Wall Street Journal ran an article on July 9th titled “Investors Buy Bonds Even as Stocks Rally.” The article begins “Individual investors are helping power the rally in U.S. government [bonds], a sign many remain cautious…” It continues, “The surge in demand is especially notable because investors tend to buy bonds when they are worried…” Apparently, a net $316 billion has been added to taxable-bond mutual funds through May of this year. That’s billion with a b.
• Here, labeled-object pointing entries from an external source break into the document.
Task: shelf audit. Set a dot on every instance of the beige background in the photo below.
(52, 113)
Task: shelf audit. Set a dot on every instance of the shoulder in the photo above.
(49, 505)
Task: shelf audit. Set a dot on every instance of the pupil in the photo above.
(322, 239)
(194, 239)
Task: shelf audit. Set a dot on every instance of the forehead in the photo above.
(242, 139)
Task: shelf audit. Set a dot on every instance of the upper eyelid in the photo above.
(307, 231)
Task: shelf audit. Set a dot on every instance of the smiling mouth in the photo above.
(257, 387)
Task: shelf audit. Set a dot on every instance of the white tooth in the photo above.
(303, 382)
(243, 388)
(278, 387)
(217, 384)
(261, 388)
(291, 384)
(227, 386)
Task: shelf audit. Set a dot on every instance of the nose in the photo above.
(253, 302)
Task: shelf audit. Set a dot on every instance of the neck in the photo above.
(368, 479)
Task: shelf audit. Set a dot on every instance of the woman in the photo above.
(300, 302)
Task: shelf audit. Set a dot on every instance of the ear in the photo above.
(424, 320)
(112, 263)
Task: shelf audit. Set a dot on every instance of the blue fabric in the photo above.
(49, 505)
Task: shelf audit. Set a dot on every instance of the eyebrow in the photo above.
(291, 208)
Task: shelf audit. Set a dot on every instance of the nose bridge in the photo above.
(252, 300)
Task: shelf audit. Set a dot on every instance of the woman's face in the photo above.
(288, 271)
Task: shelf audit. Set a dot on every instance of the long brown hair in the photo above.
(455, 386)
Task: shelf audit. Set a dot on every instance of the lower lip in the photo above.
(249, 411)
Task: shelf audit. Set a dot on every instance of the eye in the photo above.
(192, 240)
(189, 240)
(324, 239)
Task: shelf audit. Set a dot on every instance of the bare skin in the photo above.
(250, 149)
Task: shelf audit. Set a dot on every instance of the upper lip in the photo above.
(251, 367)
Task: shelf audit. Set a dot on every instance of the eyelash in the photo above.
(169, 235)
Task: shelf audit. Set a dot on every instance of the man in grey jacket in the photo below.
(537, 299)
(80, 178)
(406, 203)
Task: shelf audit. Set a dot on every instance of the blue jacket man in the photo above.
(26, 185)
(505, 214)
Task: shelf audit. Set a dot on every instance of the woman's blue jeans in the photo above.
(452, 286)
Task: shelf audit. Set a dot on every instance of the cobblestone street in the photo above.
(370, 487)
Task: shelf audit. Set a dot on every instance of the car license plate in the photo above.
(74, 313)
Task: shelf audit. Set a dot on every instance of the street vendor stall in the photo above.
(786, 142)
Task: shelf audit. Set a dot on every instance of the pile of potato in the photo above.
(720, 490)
It states that individual investors have purchased 54% of the newly issued government debt, and this is apparently “on track for an annual record”. And this all begs questions from reasonable minds – did these “investors” notice that a huge rally has been going on in stocks this year? Or that the unemployment rate is at a 50-year low? Or that household debt service ratios are at all-time lows. Or that household net worth continues to set all-time records?*
Anyhow, the article hit many of the usual fear points: “signs of slowing growth”, the “safety of government debt”, a “trade fight” and “hopes for…lower interest rates to reduce borrowing costs throughout the economy.” I can’t help but wonder whether a management team at an S&P 500 company is really going to now consider a good investment project because the federal funds rate drops from 2.25% to 2%. Or that a household will now buy that car because their payment is $10/month lower. Or I wonder whether the financial media have considered that maybe bond yields are not lower due to “slowing growth” – maybe they’re lower, in large part, because technology is deflationary, or at least disinflationary. And who doesn’t like lower prices?! Or maybe they’re lower because a strong U.S. economy is attracting capital from around the world.
But I digress. The point of this missive is to not to make fun of the financial media – though they sure do make it easy at times. The point is to remind you that this fear among investors is most likely another fabulous contrarian indicator, because bull markets generally die on euphoria, not fear. The downturns in 2000 and 2008 have had a lasting effect on the minds of investors. This doesn’t mean that we won’t experience a significant correction like we did last fall. But when this much fear remains in the market, this bull could continue to run for a long time.
Bottom line: Stay patient, stay disciplined, and stay invested.